Steve, who led a campaign to create a community trust to save Lowfields, said, “I’ve been traveling around looking for an area that could be turned into a stadium to replace Lowfields.

“There are at least five places, but in my honest opinion it’s Lilley and Stone.

“It’s in the city center and within walking distance for most fans, but also with bus and train connections that some of the away teams could use.

“If we got the ground there, it could increase Newark FC’s fan base and breathe new life into the city on the weekends.

“There is certainly not a lot of green space in the center of the city that could support a football stadium, but Lilley and Stone are one of them.

“The country exists and there is already a 3G soccer field that needs to be repaired urgently. We still have our floodlights and supporters in the camp so there is a lot less to do. “

Steve said the land and buildings could be divided up for sporting use while protecting the frontline’s status. Maybe a soccer academy could use the classrooms.

“Grants would be made available from sports and football associations as well as from cultural heritage persons to protect the buildings. There is enough space there for the football club and the tennis club (which plays there) to expand as well, ”he said. “In my opinion, this is achievable when people come on board.”

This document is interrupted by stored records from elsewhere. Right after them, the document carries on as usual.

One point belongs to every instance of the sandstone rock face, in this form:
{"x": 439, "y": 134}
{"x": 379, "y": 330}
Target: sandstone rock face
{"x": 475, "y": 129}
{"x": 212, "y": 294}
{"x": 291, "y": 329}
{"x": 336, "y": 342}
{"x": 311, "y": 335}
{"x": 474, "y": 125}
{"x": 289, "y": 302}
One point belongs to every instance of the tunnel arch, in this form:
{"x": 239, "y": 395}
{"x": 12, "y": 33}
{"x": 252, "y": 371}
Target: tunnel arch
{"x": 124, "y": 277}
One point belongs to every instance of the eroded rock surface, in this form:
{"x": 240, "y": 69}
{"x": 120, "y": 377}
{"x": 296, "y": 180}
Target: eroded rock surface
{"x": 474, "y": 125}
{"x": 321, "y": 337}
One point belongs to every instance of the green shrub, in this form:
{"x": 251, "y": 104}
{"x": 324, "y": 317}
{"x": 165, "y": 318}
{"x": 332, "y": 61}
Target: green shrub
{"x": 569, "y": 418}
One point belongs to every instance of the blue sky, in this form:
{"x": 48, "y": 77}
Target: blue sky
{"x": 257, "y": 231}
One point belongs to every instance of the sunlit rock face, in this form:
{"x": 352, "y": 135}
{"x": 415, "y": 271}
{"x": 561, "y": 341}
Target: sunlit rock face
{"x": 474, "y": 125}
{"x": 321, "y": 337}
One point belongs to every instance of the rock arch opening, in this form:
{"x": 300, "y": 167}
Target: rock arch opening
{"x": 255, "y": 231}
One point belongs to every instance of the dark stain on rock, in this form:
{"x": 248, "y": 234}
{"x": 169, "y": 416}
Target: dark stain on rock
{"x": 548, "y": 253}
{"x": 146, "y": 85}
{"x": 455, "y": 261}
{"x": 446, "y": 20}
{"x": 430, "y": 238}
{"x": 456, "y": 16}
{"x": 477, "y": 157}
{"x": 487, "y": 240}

After its most successful season to date, Newark FC, formerly Flowserve, received a hammer blow when a Switzerland-based real estate developer looking to build homes on much of Flowserve’s premises announced its intention not to renew the club’s lease.

More than 600 people have signed the petition to save Lowfields.

Malcolm Ellison, accountant for the Lilley and Stone Trust, confirmed that Steve had been in touch with his proposal and that he would go before the trustees.

He said the future of the website has yet to be determined.